The case was related to RHI Magnesita India’s proposed acquisition of Dalmia OCL through a share-swap transaction valued at around Rs 1,708 crore, which was announced on November 19, 2022. SEBI had alleged that Agarwal traded in RHI shares while having access to confidential information about the deal. The regulator claimed that he purchased 1.45 lakh shares worth approximately Rs 8.62 crore between November 11 and 15, 2022, and later sold them after the announcement, allegedly earning unlawful gains of around Rs 1.59 crore.
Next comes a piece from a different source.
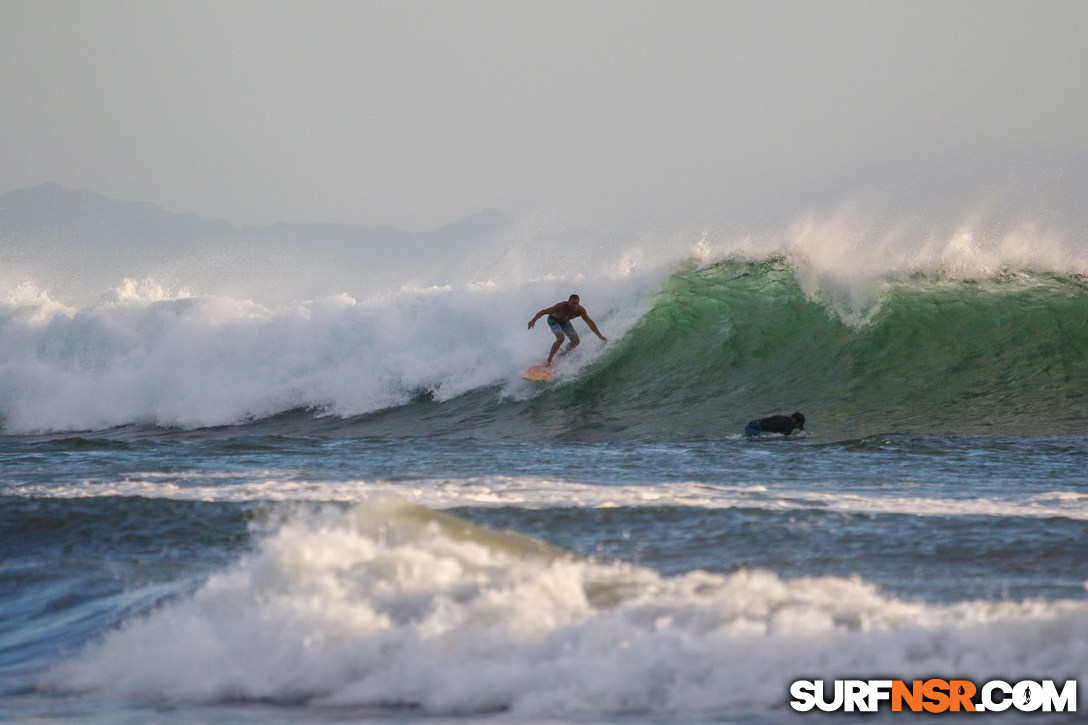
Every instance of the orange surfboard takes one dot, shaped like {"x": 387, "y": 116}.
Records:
{"x": 539, "y": 372}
SEBI’s investigation largely relied on circumstantial evidence, including communication between Agarwal and RHI Managing Director Parmod Sagar during the period when the acquisition details were not public. Investigators pointed to phone calls, SMS exchanges, and VOIP communication between the two individuals. However, the adjudicating officer noted that the interactions had a reasonable business explanation, as RHI and Agarwal were already connected through RHI’s acquisition of Hi-Tech Chemicals’ refractory business for Rs 621 crore.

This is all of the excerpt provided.